A Fortunate Life
By Robert Vaughn
St. Martin’s, 322 pages, $25.95
In 1972, Robert Vaughn wrote a book about the blacklist era called Only Victims. It’s basically his Ph.D. thesis—well structured, even-handed, a bit pedantic, but still invaluable, and I’ve always recommended it to people interested in that period.
It’s taken Mr. Vaughn 36 years to write another book—and it’s a memoir, A Fortunate Life.
Barring particularly interesting off-screen activities, show business autobiography invariably provokes a referendum on the career in question. So here goes: Robert Vaughn was carving out a nice niche as an all-purpose character actor with leading man looks—that Fearless Fosdick jaw!—in everything from episodic television to Roger Corman’s Teenage Cave Man (1958), when he got lucky with three parts: a preppy turned howling drunk in a Warner Bros. soap opera called The Young Philadelphians (1959), which nabbed him an Oscar nomination; a turn as the cowardly member of The Magnificent Seven (1960), one of those unusual movies that is miraculously greater than the sum of its parts; and, of course, as Napoleon Solo in The Man From U.N.C.L.E. on television in the mid-’60s.
Since then, frankly, there hasn’t been much beyond a procession of performances as cold, bureaucratic pricks, kicked off by Mr. Vaughn’s performance in Bullitt (1968), although every once in a while there has been a flourish to remind you that there was an actor buried beneath all that typecasting—his turn in drag as a Robert Evans manqué in Blake Edwards’ S.O.B. (1981) for instance.
Mr. Vaughn’s book does justice to the career, and he has a generous spirit about other actors, as most actors do. He’s particularly gracious about David McCallum and Leo G. Carroll, his co-stars on The Man From U.N.C.L.E, and lets slip the news that Carroll was on a catheter the entire time he worked on the show.
There’s an amusing section on the making of Teenage Cave Man, a typical Corman 10-day wonder in which the post-nuclear world was re-created in Griffith Park, and he spends a good amount of time on the making of The Magnificent Seven, and the incessant psychological jousting of its testosterone-laden cast.
All of this holds interest, but the book runs into problems as it moves into the late ’60s, when Mr. Vaughn’s career began to take a back seat to his antiwar activities. For the most part, his friendships with Bobby Kennedy and Allard Lowenstein promise more interesting material than is actually delivered, although the vignette of Kennedy kicking the family dog in anger will stay with me.
Sections on his spiritual seekings involving Krishnamurti lead to some grim boilerplate: “Man has a horror of aloneness. Is this not why a God was created by the first man or woman?” Likewise, the Vietnam war brings us prose worthy of the dullest high-school history textbook: “The stage was set for 1968, one of the most painful and traumatic years in our nation’s history—a time that neither I nor anyone who lived through it is likely to ever forget.”
Mr.
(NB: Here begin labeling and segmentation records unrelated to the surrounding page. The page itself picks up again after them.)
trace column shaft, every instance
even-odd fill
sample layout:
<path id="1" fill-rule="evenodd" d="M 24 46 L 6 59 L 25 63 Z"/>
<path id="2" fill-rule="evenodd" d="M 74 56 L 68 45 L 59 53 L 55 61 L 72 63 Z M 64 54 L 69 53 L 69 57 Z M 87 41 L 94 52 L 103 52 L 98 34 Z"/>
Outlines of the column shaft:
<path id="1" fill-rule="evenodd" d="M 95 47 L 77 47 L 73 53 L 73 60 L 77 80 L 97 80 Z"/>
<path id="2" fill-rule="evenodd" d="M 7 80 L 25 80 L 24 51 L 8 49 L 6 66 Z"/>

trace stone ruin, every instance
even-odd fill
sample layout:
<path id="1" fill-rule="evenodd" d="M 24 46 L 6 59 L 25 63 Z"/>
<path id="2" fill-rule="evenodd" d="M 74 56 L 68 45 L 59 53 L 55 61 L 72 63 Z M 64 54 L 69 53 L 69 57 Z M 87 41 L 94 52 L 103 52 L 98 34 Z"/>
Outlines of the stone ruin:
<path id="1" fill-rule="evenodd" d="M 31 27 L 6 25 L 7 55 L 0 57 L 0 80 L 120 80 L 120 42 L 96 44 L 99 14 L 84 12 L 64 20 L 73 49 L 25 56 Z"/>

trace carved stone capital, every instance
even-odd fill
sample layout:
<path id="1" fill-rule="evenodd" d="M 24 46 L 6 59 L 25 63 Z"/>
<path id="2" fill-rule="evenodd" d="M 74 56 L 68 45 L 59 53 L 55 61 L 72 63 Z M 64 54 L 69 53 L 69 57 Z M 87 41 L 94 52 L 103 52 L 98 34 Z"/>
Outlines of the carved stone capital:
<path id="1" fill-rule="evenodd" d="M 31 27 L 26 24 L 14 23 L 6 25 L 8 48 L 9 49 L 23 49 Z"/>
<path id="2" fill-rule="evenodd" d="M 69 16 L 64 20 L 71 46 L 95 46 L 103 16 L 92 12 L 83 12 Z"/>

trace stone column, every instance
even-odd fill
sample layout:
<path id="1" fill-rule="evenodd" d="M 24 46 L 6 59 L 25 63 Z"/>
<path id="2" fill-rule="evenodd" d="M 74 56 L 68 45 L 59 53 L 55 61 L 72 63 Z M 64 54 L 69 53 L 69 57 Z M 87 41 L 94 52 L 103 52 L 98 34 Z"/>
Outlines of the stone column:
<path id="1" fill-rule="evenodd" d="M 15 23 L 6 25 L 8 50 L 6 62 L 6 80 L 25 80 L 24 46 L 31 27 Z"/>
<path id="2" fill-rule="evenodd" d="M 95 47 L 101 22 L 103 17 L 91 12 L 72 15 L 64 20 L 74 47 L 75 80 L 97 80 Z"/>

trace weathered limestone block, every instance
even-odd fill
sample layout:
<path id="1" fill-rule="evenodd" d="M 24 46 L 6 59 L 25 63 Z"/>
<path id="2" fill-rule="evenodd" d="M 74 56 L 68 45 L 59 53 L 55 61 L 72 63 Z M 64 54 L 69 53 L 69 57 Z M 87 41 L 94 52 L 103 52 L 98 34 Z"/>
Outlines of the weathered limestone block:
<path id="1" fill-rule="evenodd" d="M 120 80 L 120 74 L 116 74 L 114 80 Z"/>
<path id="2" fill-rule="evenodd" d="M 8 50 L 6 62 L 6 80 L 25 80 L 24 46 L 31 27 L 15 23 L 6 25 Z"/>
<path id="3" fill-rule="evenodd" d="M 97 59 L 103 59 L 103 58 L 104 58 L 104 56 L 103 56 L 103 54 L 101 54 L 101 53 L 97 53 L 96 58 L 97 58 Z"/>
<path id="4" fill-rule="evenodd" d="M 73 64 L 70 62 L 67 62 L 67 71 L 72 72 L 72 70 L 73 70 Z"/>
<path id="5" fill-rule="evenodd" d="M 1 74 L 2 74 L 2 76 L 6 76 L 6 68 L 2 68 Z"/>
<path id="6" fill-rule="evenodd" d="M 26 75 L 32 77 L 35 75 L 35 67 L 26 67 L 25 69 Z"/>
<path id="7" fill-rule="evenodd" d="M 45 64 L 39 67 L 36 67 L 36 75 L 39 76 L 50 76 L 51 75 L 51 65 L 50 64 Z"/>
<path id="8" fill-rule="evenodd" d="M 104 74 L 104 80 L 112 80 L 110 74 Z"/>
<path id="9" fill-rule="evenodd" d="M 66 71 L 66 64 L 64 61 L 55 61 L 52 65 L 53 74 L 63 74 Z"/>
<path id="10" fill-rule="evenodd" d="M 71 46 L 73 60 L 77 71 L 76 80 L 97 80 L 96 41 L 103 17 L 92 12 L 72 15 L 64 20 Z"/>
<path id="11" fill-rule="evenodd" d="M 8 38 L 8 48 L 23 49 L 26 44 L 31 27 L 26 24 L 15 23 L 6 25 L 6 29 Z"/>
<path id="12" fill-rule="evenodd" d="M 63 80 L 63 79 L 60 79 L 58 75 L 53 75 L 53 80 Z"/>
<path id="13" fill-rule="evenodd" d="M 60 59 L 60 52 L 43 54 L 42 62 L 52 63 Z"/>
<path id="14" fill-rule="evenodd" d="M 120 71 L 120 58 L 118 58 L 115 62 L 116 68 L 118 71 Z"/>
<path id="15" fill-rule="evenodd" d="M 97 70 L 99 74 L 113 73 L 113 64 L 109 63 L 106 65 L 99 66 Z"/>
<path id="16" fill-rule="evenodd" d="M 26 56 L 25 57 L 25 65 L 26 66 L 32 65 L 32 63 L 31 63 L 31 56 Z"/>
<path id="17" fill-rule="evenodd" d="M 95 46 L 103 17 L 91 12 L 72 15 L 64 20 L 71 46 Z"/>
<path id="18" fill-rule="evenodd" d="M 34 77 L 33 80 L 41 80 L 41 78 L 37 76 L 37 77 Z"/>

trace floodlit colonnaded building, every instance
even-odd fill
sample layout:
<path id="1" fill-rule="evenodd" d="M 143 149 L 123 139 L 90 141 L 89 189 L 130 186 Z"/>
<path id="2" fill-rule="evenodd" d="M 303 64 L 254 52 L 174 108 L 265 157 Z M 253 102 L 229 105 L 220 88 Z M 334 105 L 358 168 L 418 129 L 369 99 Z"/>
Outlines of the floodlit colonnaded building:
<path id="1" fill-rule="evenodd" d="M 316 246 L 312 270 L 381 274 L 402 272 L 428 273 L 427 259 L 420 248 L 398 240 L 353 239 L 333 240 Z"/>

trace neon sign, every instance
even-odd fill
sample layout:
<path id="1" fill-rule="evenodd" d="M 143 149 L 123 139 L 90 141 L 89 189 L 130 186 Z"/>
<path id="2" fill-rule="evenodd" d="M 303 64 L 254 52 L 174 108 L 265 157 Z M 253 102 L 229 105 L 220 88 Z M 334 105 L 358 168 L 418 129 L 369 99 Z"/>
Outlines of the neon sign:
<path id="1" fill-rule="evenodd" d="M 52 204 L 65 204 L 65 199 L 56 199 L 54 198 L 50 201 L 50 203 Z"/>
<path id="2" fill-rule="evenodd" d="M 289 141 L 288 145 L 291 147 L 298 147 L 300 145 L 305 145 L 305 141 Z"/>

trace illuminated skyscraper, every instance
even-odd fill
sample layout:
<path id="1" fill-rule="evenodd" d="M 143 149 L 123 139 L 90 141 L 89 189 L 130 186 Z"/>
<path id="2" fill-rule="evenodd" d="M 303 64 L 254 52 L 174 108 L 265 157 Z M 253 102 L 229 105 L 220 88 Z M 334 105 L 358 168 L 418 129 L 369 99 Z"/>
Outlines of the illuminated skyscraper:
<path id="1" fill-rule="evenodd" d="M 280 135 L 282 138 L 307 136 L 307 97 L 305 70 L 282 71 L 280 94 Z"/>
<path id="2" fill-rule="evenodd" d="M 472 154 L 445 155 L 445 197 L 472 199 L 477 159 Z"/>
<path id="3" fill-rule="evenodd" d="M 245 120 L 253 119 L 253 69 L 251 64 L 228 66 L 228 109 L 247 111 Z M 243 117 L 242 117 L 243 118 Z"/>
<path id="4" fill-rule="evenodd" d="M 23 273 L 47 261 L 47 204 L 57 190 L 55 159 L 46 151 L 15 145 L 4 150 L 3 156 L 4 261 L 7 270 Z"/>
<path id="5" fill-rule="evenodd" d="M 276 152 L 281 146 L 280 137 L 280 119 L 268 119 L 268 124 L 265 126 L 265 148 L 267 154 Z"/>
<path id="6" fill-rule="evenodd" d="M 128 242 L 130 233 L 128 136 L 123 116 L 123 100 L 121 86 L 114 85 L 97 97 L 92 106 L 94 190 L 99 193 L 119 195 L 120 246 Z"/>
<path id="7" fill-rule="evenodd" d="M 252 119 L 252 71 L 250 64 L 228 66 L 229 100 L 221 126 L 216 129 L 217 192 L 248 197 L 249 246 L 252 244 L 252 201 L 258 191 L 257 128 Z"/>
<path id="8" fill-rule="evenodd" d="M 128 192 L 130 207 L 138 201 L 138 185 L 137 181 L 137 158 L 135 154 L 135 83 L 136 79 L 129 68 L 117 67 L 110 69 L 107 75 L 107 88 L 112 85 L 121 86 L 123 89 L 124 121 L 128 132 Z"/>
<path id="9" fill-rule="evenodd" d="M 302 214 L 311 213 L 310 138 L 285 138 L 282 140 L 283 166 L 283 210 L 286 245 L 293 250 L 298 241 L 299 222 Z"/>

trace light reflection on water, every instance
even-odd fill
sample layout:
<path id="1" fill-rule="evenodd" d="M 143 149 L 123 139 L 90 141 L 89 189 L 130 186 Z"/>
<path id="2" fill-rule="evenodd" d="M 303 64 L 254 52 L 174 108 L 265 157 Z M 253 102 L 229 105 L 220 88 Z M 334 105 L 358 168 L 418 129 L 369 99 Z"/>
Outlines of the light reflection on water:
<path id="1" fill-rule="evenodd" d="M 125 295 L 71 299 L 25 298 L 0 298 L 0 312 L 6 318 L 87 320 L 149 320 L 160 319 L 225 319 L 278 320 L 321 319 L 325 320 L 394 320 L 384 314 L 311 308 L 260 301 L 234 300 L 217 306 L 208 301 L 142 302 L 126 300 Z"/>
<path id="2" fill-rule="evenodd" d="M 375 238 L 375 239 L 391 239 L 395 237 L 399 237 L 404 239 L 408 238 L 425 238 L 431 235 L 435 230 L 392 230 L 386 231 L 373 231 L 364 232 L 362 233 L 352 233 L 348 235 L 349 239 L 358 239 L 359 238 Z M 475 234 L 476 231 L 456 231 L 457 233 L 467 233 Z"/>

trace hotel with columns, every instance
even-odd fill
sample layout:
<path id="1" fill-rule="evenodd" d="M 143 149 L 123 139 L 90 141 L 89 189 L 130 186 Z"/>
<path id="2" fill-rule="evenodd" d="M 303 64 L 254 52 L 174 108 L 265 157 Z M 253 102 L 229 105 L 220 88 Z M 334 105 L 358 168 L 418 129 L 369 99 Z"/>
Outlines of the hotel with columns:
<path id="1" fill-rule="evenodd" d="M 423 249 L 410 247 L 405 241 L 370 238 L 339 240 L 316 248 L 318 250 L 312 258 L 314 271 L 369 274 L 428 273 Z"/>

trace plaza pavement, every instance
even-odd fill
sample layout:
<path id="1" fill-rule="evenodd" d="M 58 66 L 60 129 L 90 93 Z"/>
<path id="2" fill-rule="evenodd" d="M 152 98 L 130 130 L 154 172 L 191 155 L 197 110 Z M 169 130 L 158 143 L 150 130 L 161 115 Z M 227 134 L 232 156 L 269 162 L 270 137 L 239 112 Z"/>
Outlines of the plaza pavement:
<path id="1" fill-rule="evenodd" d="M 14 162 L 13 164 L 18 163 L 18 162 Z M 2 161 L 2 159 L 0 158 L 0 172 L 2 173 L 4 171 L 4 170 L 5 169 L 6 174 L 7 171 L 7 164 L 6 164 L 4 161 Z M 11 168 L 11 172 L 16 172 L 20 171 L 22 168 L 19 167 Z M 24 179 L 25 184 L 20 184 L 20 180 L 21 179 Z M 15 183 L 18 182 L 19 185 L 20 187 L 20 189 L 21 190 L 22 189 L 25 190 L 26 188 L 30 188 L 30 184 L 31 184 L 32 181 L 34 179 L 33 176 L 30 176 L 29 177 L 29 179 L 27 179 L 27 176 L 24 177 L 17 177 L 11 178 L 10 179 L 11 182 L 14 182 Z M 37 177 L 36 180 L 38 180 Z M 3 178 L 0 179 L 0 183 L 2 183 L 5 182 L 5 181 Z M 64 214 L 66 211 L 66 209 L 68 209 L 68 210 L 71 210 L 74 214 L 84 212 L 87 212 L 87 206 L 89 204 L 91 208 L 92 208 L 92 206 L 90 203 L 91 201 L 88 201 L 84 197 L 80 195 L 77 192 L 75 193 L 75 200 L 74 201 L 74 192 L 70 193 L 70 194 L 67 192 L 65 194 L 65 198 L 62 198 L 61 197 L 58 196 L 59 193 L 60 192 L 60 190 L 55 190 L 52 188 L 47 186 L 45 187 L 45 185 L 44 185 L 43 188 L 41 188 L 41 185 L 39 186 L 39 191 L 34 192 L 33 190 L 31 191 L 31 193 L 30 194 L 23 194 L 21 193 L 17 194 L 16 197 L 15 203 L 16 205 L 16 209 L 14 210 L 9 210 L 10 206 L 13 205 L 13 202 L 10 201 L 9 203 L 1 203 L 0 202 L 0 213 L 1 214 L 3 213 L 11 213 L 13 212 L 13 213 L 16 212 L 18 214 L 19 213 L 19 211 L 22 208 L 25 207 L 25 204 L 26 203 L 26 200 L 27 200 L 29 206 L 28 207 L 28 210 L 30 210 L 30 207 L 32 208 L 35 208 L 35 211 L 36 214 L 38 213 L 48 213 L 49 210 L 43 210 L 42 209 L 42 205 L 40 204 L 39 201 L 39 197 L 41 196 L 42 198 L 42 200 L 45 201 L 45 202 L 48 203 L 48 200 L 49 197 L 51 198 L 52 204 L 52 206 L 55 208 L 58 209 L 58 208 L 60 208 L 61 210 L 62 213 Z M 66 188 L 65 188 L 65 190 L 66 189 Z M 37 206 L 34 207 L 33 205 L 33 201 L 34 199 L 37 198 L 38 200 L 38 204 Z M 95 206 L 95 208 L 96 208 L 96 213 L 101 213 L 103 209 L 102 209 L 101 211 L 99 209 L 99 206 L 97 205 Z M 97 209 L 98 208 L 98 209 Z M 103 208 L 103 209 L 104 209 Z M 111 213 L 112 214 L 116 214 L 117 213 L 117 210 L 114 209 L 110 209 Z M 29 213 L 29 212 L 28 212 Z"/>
Vaughn tosses off the last 30 years of his life in about the same number of pages, and some of those pages are random reminiscences of the Most Memorable Characters He’s Met—alcoholic wild men like Oliver Reed and Richard Harris.
Mainly, I would have liked more on the research that led to Only Victims. It’s not like the book is obscure; it was reprinted just four years ago, and is one of the few books about the blacklist to take a macro view. Mr. Vaughn seems proud of it, and he ought to be, but he mentions it only in passing.
Likewise, he lets us know about the stars and starlets he bedded in his bachelor days—Natalie Wood, Joyce Jameson—but there’s no portrayal whatever of his wife of 30-odd years, let alone his children.
In many ways, A Fortunate Life is an odd performance; Robert Vaughn obviously wants us to think he thinks, but he neglects to make us feel that he feels.